Ausgewählte Jugendkulturen seit den 1950er Jahren


Cover
Gesamt ++++-
Anspruch
Aufmachung
Preis - Leistungs - Verhältnis


Über Jugendkultur ist schon seit hunderten von Jahren viel geredet worden. Damals wie heute hat das Thema Jugend eine hohe Brisanz. So nehmen inzwischen Jugendkulturen einen immer höheren Stellenwert in der Sozialisierung ein und sind ebenso wichtig wie Familie und Schule. Es hat sich eine fast unüberschaubare Vielfalt von Jugendkulturen mit eigenen Norm- und Wertvorstellungen, einer eigenen Kleiderordnung und Sprache herausgebildet.

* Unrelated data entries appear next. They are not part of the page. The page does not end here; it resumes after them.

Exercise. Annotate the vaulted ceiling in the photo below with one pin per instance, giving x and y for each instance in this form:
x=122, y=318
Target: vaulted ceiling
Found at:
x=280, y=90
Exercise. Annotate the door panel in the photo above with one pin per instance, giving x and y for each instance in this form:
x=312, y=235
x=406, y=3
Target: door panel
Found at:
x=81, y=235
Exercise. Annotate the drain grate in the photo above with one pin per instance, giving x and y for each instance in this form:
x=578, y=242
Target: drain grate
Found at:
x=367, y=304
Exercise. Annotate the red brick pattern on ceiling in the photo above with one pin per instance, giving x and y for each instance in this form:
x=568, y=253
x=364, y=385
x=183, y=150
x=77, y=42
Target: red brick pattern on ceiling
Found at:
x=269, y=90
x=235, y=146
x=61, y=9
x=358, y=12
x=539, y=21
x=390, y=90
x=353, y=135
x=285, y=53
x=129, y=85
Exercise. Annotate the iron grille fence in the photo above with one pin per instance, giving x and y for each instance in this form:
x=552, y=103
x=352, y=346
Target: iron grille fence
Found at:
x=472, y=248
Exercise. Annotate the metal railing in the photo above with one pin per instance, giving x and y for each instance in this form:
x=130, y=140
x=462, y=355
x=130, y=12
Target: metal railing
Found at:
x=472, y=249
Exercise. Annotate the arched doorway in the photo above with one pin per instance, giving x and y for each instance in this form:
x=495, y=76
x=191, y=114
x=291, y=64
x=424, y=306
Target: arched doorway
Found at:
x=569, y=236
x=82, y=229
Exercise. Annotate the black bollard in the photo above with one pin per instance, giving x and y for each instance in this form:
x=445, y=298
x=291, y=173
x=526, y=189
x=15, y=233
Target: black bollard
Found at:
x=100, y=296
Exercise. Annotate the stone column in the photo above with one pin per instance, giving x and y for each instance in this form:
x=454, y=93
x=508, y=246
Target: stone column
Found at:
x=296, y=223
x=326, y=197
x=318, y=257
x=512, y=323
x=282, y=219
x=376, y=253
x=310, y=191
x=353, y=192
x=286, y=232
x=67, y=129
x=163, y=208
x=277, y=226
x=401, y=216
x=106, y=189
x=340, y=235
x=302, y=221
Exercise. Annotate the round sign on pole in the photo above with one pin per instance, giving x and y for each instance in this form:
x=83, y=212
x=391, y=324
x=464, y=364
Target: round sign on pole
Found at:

"Halbstark und cool" von Jakob Kandlbinder beschäftigt sich mit ausgewählten Jugendkulturen seit den 1950er Jahren. Dem Buch liegt die Diplomarbeit des Autors zugrunde. Nach einer Einleitung folgt der Hauptteil des Buches, in dem sich Jakob Kandlbinder mit der Jugend und Jugendkultur der 50er und 60er Jahre und der Gegenwart beschäftigt. Nach einer Begriffsbestimmung, in der Schlüsselbegriffe wie "Jugend", "Kultur" und "Szene und Clique" erläutert werden, widmet sich der Autor der Jugend und Jugendkulturen der 50er Jahre. Hierbei erläutert er zuerst die gesellschaftlichen Rahmenbedingungen und Hintergrundwissen zu dieser Zeit, wie etwa die Rückbesinnung auf alte Tugenden nach den Trümmerjahren oder der weit verbreitete Bedarf nach Korrektheit.
Weiter geht er ein auf den Kampf zweier Kulturen, der reaktionär-nationalistischen Linie und der Orientierung auf den Westen, besonders die USA. Die sich entwickelnden eigenen Jugendstile wurden durch die immer weitere Verbreitung und Entwicklung der Medienwelt unterstützt. Vielerorts wurde ein Kleiderkampf geführt, der sich gegen die Diktatur der "Korrektheit" wehrte; so setzten sich viele Mädchen dafür ein auch Hosen tragen zu dürfen.
Über die so genannten "Halbstarken" informiert der Autor, in dem er historische Vorläufer nennt und detailliert über das Erscheinungsbild, die Filme und Musik der Halbstarken sowie ihre soziale Herkunft und die Altersstruktur schreibt. Über die zweite große Gruppe von jungen Menschen in den 1950er Jahren, den Teenagern, ist anschließend die Rede. Diese Teenager stellten das erste Bündnis zwischen Jugend- und Freizeitkultur da und hatten als erste den Konsum als Bezugsrahmen, der sie deutlich von allen vorherigen Jugendgenerationen unterschied und wegweisend für spätere Jugendkulturen war. Mit dem wirtschaftlichen Aufschwung der 50er Jahre wurden Teenager als Konsumenten entdeckt, eine immer größer werdende Industrie kreierte und verkaufte Artikel für eine ganze Jugendkultur.
Ein weiteres Thema ist die Jugend und Jugendkultur der 60er Jahre. Auch hier nennt der Autor die gesellschaftlichen Rahmenbedingungen und die zu beachtenden Hintergründe. Besonders zu nennen sind hier der sich fortsetzende Siegeszug der Unterhaltungsindustrie, die Amerikanisierung sowie die Emanzipation und die sexuelle Revolution. Anschließend schreibt Jakob Kandlbinder über die Beat-Kultur. Hier ist es besonders die Beat-Musik als Katalysator für ein neues Lebensgefühl und der Beat als Massenbewegung, der von einem lokalem zu einem nationalem und dann einem globalen Phänomen wurde. Die Studentenproteste und die Jugend- und Studentenkrawalle werden anschließend erwähnt und auf ihre Vorboten, die politischen Hintergründe und ihre Entwicklung und den Verlauf hin untersucht. Abschließend zu den 60er Jahren wird auf die Hippiekultur eingegangen.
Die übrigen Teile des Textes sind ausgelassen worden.